After the initial visit, a pharmacist followed up with patients to ensure that they were able to follow through on any initial management recommendations (e.g., has information about yoga studio, prescription picked up), and then again to follow-up on the impact of the recommendation on the patients symptoms. The timing and communication method of these follow-ups varied depending on patient needs. If required, additional recommendations were made to palliate symptoms.
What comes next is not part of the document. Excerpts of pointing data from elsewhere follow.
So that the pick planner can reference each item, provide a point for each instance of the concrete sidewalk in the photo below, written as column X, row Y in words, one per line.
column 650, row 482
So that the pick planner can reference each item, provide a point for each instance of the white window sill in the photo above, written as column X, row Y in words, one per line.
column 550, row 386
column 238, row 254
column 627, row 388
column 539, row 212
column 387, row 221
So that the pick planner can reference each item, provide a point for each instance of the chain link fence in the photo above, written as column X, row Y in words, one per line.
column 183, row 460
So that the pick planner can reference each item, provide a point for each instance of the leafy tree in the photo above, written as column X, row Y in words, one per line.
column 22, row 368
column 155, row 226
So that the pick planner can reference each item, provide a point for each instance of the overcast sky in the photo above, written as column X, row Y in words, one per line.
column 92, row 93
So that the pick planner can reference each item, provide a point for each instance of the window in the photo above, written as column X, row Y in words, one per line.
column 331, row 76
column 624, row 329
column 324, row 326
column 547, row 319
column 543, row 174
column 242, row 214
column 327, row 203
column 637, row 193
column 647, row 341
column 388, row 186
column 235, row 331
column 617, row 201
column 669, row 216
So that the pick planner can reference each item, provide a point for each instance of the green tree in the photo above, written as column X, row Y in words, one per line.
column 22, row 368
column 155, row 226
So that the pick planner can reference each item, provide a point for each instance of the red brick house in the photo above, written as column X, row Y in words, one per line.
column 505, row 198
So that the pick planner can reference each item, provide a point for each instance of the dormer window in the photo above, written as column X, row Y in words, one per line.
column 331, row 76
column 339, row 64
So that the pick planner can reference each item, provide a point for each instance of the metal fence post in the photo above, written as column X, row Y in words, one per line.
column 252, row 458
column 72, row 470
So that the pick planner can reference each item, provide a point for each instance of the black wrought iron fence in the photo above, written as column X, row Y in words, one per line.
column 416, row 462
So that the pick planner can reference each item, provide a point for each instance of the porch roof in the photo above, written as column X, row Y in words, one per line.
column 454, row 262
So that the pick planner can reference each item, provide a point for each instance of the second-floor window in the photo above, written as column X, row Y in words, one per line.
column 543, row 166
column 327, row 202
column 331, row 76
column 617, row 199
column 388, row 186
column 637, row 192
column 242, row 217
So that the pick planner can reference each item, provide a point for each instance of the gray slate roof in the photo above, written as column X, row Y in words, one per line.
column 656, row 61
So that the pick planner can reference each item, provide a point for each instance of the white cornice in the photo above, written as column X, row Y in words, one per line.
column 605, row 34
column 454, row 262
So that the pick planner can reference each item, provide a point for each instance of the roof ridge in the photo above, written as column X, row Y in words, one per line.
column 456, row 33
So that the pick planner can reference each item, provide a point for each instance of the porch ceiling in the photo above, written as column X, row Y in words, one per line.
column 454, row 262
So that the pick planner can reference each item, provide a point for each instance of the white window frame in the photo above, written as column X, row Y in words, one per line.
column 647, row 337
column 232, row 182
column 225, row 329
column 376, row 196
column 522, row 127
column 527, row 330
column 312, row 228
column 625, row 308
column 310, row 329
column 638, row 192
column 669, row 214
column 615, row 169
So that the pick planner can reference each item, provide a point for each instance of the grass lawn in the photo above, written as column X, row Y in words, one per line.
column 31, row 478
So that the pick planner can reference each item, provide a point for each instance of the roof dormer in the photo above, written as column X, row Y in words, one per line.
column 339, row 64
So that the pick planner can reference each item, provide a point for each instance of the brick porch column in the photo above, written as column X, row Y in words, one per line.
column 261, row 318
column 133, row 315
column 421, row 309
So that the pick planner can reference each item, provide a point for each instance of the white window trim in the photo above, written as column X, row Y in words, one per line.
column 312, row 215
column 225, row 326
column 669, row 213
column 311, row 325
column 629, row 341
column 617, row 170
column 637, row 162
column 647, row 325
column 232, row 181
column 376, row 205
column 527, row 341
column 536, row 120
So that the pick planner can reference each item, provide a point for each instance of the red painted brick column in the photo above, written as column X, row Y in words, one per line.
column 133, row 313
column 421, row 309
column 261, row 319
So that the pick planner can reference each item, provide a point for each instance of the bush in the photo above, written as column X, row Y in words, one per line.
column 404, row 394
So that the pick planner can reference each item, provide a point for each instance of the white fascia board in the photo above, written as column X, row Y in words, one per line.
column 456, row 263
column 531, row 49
For the duration of the 6-month study, any new severe symptoms reported by patients in response to prompted symptom monitoring were sent to the pharmacy team with a copy to the oncologist. Clinical pharmacists then conducted additional management phone calls with patients in the same way as described above.
Pharmacist training
To mimic current care practices and enhance future dissemination, decisions including whether the visit should be in-person or telephone, and the tailoring of the visit elements were based on patient preference and pharmacist judgment. However, to ensure similar practices across pharmacists, all members of the clinical pharmacy team received a sixty-minute training session (Table 1). The session focused on side effect amelioration using the guideline summary developed by the investigator team, other medication management elements, and teaching around interpretation of PRO results.
Intervention refinement
Outcome assessments
We collected comprehensive PRO assessments at baseline, 3, and 6 months that covered a broad set of physical, mental, and social health domains, as well as self-efficacy to manage symptoms and self-efficacy to manage medications (domains listed in Table 4). We used Patient-Reported Outcome Measurement Information System (PROMIS) computerized adaptive tests through REDCap for the outcome assessments. PROMIS is the NIH’s initiative to standardize measurement of PROs in clinical research across all chronic conditions [34]. PROMIS measures have a U.S. population mean of 50 with SD of 10, and differences/changes of >3 points is typically considered meaningful. We describe baseline PRO scores in comparison to US and SEER reference populations as well as changes in PRO scores over time. We also assessed end-of study adherence, calculating it as obtaining <80% of all expected daily scheduled doses [28] for the 6-month period. As for enrollment, adherence was calculated based on a medication possession ratio from pharmacy refills in the Surescripts electronic all-payer, all-pharmacy claims database, and was confirmed by telephone with the patient’s pharmacy/ies.